Si lavora per guadagnarsi di che vivere o anche per togliersi degli sfizi? E gli sfizi che cosa sono se non il modo con cui la società dei capitali e del consumo ci tiene legati ad essa a doppio filo?
Quindi eliminati gli sfizi, restano i beni indispensabili: un tetto sopra la testa, cibo, vestiti, corrente elettrica, gas, acqua potabile.
Qualcuno potrebbe voler rinunciare alla corrente elettrica e vivere a lume di candela, potrebbe volersi scaldare col buon vecchio fuoco vivo, cucinare con esso, ma che cosa cucinerà? Ammesso che si abbia un orto, un appezzamento di terreno, chi ci garantisce dalla grandine, dalla siccità? Gli uomini si unirono per far fronte comune a questi problemi.

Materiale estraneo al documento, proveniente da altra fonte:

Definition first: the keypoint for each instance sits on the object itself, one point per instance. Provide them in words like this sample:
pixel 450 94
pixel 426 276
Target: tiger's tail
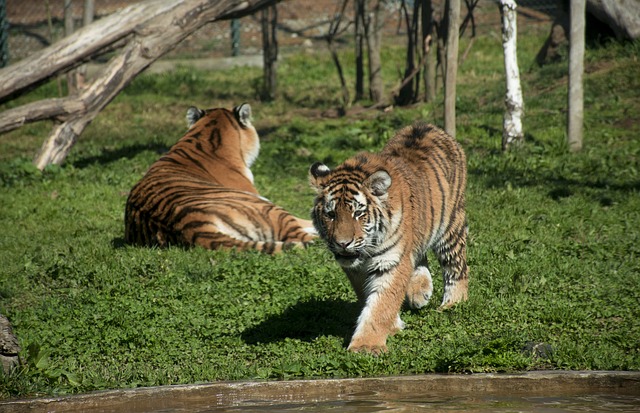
pixel 222 241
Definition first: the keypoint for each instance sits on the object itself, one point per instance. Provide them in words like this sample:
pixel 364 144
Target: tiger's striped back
pixel 379 215
pixel 202 193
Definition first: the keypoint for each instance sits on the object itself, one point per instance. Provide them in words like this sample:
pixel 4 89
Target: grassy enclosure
pixel 554 249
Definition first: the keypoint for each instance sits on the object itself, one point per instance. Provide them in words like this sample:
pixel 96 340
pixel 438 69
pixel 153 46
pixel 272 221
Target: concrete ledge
pixel 204 397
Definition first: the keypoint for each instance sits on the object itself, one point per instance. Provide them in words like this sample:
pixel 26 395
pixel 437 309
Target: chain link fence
pixel 32 25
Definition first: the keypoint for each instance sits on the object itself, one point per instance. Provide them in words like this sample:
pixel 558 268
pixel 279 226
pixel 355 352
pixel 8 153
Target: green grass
pixel 554 245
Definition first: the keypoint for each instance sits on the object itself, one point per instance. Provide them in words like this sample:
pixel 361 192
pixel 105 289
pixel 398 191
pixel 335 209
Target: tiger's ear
pixel 318 171
pixel 193 115
pixel 378 183
pixel 243 114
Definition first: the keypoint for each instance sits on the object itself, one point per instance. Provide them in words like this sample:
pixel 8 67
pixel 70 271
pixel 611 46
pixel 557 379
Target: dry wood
pixel 151 28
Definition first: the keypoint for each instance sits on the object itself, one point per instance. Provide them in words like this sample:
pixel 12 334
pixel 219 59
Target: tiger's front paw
pixel 371 346
pixel 420 288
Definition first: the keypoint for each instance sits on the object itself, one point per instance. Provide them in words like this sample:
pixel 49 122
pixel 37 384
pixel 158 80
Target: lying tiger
pixel 380 213
pixel 202 193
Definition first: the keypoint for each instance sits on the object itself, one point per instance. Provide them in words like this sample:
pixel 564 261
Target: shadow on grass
pixel 111 155
pixel 306 321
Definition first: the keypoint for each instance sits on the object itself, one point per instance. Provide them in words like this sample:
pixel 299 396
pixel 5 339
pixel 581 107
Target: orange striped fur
pixel 202 193
pixel 379 215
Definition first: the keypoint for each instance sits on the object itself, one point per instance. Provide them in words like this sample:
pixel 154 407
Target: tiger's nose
pixel 344 244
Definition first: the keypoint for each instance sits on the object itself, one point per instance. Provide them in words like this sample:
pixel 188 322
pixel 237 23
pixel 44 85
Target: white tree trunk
pixel 576 67
pixel 512 121
pixel 452 68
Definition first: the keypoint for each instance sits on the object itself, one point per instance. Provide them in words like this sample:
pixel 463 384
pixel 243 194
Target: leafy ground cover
pixel 554 237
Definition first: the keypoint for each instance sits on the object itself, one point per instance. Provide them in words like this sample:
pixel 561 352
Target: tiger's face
pixel 348 212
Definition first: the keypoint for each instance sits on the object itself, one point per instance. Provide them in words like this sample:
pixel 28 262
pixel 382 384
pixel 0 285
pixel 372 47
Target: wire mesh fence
pixel 35 24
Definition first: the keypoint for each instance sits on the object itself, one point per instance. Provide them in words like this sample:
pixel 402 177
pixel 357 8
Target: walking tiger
pixel 202 193
pixel 380 213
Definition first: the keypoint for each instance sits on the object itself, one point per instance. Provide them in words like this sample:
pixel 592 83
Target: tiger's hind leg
pixel 452 254
pixel 420 286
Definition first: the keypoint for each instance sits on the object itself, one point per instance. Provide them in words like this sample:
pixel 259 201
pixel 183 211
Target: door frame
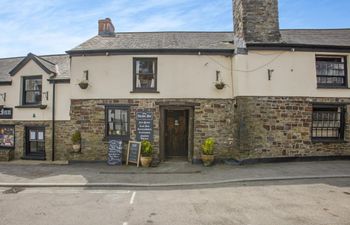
pixel 162 127
pixel 27 154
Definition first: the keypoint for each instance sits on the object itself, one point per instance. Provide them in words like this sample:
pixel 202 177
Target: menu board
pixel 144 126
pixel 134 151
pixel 115 152
pixel 7 136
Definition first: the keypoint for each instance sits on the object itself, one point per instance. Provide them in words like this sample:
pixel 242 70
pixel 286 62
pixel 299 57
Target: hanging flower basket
pixel 43 106
pixel 83 84
pixel 220 85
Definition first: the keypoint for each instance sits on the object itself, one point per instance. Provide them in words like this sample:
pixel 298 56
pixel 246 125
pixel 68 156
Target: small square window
pixel 117 122
pixel 32 90
pixel 145 74
pixel 328 122
pixel 331 71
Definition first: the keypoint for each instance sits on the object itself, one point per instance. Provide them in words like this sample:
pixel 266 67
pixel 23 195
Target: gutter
pixel 297 47
pixel 98 52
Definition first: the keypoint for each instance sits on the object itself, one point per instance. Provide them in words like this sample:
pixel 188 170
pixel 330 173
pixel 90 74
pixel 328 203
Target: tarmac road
pixel 316 201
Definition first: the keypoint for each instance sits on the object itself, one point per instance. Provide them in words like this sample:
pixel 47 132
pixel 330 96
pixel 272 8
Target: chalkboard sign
pixel 115 152
pixel 134 151
pixel 144 126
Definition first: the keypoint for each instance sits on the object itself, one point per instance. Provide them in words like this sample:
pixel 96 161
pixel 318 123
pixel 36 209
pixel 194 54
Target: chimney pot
pixel 256 20
pixel 106 28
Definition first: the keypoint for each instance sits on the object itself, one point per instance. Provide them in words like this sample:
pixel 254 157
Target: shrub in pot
pixel 146 153
pixel 76 140
pixel 208 152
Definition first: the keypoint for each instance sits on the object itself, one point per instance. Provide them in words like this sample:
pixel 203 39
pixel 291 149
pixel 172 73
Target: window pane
pixel 32 97
pixel 331 71
pixel 145 73
pixel 117 123
pixel 33 84
pixel 7 136
pixel 327 123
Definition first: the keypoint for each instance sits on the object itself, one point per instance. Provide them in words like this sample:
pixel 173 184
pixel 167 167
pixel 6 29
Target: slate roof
pixel 159 41
pixel 207 40
pixel 58 63
pixel 320 37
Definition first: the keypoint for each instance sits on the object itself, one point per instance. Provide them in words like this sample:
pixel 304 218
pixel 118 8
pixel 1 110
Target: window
pixel 145 74
pixel 117 119
pixel 328 122
pixel 7 136
pixel 331 71
pixel 32 87
pixel 6 113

Forse un'alternativa esiste, ma credo la si debba costruire insieme, la mutua assistenza va costruita, alla solidarietà ci si deve educare, come togliere secoli di abitudini individualistiche, opportunistiche e quant'altro.
Quindi prima di poter dire "sono libero di rinunciare al denaro" (è vero, del resto, il denaro è un mezzo con cui approvvigionarsi di altro, è una merce ch efa da riferimento per tutte le altre merci), prima dovremmo liberarci dei falsi bisogni che ci sono stati (e spesso ci siamo) inculcati, liberarci del falso ideale della vita da "buon borghese", e solo dopo potremmo pensare ai passi successivi, solo dopo aver costruito un'alternativa, partendo da noi, da chi ci sta vicino, ma senza renderci indipendenti (almeno il meno possibile dipendenti) dalla rete sociale in cui siamo intrappolati non andremo lontano.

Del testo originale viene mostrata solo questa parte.